Another clue is that the number of people whose jobs have been disrupted by weather has been unusually low for the past three months. You can see that data from the Bureau of Labor Statistics here. About 237,000 people reported that they had jobs but couldn't get to work because of bad weather in February. That's well below the long-term average of about 313,000. And note that February 2012 had an unusually low number of winter weather disruptions too (around 171,000).
It's also notable that this February's strong jobs report was driven by strong performance in sectors that are tied to weather. Construction added 48,000 jobs, more than usual. Leisure and hospitality turned in strong performances. That's one sign, albeit tentative, that a mild winter might be driving some of the gains.
At least one economist is sounding a note of caution.
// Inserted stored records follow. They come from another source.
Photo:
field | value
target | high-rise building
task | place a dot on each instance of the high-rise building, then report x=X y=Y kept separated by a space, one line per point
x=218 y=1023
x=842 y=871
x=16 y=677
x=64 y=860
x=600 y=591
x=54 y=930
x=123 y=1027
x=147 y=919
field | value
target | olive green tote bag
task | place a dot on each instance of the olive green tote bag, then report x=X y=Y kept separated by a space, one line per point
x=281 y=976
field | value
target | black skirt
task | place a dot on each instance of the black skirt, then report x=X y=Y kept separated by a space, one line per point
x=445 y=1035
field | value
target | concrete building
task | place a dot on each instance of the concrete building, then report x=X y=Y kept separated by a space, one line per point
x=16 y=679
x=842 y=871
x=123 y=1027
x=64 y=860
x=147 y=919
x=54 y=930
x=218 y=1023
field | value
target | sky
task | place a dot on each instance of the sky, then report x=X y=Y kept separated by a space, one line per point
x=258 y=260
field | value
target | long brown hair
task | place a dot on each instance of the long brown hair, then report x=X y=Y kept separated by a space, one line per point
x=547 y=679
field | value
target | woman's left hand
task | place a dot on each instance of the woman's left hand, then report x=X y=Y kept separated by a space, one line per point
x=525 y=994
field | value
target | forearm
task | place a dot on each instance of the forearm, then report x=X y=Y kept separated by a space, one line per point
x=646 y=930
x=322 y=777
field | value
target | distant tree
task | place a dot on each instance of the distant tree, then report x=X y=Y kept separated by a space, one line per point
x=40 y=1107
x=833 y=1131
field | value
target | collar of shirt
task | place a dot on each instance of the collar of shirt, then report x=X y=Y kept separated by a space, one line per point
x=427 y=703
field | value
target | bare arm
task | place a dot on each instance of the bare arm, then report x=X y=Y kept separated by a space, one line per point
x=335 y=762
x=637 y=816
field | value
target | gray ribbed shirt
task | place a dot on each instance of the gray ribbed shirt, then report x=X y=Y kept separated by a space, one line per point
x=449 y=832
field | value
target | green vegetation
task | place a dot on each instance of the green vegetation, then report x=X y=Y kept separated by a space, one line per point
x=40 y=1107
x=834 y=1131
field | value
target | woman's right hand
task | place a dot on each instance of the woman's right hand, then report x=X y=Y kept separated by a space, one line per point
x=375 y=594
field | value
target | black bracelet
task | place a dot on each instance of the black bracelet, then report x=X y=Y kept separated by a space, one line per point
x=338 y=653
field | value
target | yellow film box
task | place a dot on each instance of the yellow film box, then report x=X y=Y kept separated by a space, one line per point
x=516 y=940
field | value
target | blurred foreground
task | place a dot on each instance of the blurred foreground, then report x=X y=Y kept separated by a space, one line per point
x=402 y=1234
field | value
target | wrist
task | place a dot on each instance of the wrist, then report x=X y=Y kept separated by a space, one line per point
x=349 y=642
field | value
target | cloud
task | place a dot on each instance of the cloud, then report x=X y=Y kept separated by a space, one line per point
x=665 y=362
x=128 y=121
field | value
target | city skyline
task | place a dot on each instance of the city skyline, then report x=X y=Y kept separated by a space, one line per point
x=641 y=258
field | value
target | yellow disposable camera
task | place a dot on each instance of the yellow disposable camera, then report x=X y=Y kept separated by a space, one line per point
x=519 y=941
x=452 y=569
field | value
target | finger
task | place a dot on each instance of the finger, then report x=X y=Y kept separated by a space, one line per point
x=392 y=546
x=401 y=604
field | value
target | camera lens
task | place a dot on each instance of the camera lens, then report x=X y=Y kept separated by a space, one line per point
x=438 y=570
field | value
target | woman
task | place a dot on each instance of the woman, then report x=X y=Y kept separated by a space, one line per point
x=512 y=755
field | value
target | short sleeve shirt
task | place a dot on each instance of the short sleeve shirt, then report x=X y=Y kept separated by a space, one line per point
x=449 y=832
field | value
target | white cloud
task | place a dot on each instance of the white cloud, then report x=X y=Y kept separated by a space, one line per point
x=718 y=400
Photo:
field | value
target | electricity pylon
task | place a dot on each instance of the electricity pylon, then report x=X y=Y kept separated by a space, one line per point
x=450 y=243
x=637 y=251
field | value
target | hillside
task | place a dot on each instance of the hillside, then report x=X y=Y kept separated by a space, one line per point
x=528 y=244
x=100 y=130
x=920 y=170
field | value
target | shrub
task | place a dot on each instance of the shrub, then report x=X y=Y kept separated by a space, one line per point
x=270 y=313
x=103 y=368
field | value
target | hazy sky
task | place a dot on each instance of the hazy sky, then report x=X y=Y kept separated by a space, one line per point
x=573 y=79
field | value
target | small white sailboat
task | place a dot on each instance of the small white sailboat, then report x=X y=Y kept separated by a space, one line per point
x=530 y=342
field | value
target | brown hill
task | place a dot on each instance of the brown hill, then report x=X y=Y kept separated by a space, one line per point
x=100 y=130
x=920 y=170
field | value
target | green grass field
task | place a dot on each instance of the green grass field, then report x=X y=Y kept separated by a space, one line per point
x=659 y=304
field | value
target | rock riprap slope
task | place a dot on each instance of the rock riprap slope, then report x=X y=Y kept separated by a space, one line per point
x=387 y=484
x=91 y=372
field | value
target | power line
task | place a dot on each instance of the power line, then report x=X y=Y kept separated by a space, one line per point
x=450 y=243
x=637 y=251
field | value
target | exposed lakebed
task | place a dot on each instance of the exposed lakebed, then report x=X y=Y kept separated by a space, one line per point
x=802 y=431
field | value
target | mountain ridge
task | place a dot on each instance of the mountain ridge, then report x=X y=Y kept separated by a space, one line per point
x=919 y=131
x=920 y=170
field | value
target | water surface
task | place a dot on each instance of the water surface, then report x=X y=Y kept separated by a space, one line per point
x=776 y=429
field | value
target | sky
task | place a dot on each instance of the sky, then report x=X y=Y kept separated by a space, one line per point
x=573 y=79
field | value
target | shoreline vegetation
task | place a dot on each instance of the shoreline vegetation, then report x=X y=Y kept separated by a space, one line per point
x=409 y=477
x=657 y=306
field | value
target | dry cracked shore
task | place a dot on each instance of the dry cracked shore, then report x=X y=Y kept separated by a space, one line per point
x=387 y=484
Here's Dean Baker of the Center for Economic and Policy Research: "The 236,000 new jobs reported for February are a good sign and better than generally expected, but there is the risk that this is being driven by unusually good winter weather. This could lead to a situation like we saw last year with very weak job growth in the spring as the result of hiring being pulled forward."
No, stop worrying, it's really a strong recovery: The flip side is that this jobs report was driven by strong gains everywhere, not just in construction. Professional and business services saw huge gains. Retail added 23,700 jobs. And so on. It's hard to chalk all that up to a mild winter.
And even when it comes to construction, it's worth looking at the long-term trends. Here's a great chart from Derek Thompson showing that construction has been on a steady upward swing for the past year. Last February, by contrast, construction was still fluctuating wildly:
That's one sign that a housing recovery is underway and pushing the economy forward. My colleague Neil Irwin wrote more about that yesterday.
In any case, we won't know for some time whether this month's report is the first sign of faster growth or just a mild-winter-induced blip. But, again, we got a similarly strong jobs report last February, and the weather theory turned out to be quite plausible.